The worst thing for me was the little comments that meant very little, but you take to heart. I remember when Amber was in, nobody visited her except her Dad and I. We didn't bring the boys up becasue we didn't want them seeing her with drips. My friend came up with her daughter and I got told off because there was only to be 2 to a bedside. I couldn't wait outside, we couldn't leave my friends 9yr old outside, so we had to leave. My daughters first visitors were told to leave.

With the second and Amber I was aksed a few times if I was a single mother because my husband was not up next to me all day. he was at home taking care of our other child/children.

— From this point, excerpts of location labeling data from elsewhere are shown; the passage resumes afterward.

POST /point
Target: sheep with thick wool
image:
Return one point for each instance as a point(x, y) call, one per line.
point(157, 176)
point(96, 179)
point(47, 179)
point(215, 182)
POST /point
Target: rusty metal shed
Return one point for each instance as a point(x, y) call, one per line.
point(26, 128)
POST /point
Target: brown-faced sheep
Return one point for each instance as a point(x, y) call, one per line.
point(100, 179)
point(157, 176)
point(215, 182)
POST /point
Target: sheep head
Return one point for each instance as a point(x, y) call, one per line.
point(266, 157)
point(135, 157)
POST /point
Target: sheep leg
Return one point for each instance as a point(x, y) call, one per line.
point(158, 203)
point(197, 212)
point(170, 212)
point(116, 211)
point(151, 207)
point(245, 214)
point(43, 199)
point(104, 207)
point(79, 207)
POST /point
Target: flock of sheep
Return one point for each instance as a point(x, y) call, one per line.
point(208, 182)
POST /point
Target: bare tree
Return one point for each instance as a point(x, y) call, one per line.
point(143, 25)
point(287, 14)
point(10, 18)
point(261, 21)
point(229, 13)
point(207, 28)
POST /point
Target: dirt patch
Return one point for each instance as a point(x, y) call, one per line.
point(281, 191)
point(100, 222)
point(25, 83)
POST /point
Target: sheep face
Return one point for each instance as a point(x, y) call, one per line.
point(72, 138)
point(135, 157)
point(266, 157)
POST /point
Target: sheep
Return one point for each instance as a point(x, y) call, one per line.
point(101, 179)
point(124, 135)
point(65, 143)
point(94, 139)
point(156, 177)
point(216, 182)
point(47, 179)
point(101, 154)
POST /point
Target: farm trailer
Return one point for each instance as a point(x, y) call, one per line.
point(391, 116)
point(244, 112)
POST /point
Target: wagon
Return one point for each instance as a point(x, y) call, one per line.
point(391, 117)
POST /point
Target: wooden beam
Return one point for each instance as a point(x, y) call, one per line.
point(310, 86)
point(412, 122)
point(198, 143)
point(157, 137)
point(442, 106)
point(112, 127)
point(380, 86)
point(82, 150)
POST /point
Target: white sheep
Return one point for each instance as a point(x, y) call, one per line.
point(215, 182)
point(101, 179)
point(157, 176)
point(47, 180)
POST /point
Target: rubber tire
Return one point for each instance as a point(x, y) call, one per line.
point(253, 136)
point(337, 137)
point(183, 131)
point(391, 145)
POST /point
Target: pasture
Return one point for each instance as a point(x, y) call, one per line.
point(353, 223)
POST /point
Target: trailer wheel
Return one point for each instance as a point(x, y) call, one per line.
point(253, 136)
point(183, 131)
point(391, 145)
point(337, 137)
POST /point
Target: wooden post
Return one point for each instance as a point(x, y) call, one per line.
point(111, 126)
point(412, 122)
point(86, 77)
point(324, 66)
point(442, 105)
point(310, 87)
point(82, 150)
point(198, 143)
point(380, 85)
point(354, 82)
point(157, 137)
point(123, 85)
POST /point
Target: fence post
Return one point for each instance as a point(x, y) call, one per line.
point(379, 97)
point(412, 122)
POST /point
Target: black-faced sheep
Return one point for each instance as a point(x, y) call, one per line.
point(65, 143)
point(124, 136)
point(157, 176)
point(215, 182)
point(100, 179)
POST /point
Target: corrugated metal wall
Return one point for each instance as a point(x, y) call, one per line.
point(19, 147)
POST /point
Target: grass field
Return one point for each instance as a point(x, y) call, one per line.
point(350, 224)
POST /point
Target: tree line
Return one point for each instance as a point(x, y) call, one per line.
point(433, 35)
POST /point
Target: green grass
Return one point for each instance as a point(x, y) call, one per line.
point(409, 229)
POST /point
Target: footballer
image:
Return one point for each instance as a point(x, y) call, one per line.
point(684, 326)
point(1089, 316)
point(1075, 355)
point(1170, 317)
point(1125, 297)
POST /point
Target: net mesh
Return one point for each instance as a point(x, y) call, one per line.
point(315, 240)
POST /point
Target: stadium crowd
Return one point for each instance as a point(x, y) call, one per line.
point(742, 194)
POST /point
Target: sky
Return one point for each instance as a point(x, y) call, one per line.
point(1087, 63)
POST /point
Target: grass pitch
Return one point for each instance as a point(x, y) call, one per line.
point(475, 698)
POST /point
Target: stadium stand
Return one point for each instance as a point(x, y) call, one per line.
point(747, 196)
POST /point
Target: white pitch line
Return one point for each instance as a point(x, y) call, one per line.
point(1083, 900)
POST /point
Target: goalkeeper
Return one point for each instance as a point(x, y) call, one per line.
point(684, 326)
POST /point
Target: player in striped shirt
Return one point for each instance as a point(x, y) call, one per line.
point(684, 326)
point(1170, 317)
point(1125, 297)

In my non hormone influenced state that doesn't seem so bad, but at the time I was in tears.
 
At first it was an overwhelming feeling of relief. My horrendous pregnancy was over & the boys were doing well, breathing on their own with the minimum of support.

Then I felt guilt. Horrendous overwhelming guilt. It was my fault they were on ventilators and fighting to live. Why hadn't I been able to carry them to term?

As time went on (& I suspect my hormones calmed down!) I felt less guilt & more helplessness. They were my babies but I couldn't care for them. I was told when I could feed them and whether it was by bottle or tube, I couldn't bath them or change them when I wanted them too. I couldn't even show them off to friends and family. I also felt overwhelming protectiveness towards them. I hated my MIL & family trying to come & visit them every other day! I also felt frustration. When they told me to aim for their due date for them coming home I didn't believe it could possibly take that long, but as the weeks ticked by I would sob as each milestone passed & they weren't home, first 4 weeks then 6 weeks - I began to think I would never get them home! I also really started to worry. I never thought for a second that they wouldn't be ok, but when Joshua showed no signs of coming off his oxygen and they began to talk about CLD I worried so much that he might suffer the consequences of his early birth for the rest of his life. Thankfully he hasn't had so much as a chest infection since coming home!

Now they are 15 months old & most of the feelings have gone - apart from the guilt. I still feel guilty that I gave them such a rough start in life (even though they are absolutely fine now) & strangely given how awful my pregnancy was, I feel a little bit cheated that I didn't go full term & get to experience the excitement leading up to the birth.